Friday, October 26, 2007

Update on PostgreSQL 8.3beta1 testing on Solaris

Regarding the CLOG reads happening in my test with PostgreSQL 8.3beta1, the community advised that it could be thrashing the CLOG Buffers resulting on those mutiple reads. Interesting thing that I learned  from the Community that the most current CLOG buffer page is actually pinned (shared) but the remaining CLOG Buffers are used for caching old pages. So the recommendation was to change NUM_CLOG_BUFFERS from default 8 to 16 in clog.h in the source code and recompile PostgreSQL 8.3beta1.

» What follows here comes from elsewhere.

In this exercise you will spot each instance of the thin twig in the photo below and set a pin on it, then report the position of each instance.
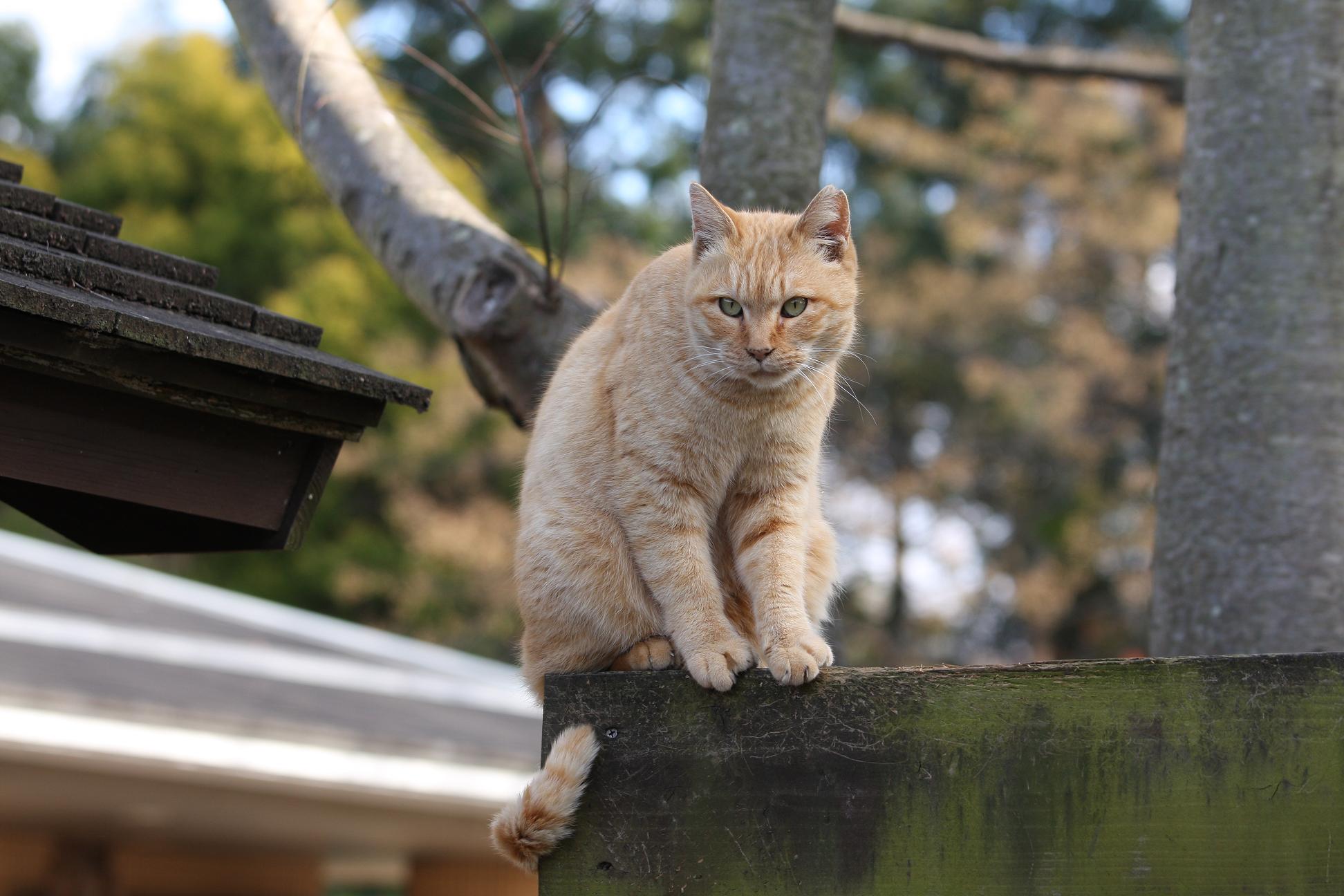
(552, 45)
(528, 155)
(1069, 62)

I tried the change and yes it certainly seems to almost take out all the reads that I was seeing on the CLOG files. The downside is that it requires re-compilation of PostgreSQL.  If one does not want to recompile postgresql, then my earlier workaround still works in reducing the pain on the disk.


I also tried out the new wal_writer_delay flag. The default is 200ms for now. I tried 100ms and found that I got similar gains as the default. But from what I understand, I am cutting the risk of data loss (not data corruption like fsync=off) from 600ms to 300ms. This does warrant more tests at still lower values but the community is right in asking for more tests for the new flag. 


Now to hit the other bottlenecks.. Hopefully  PostgreSQL 8.3 becomes the tide of change in the expensive world of databases.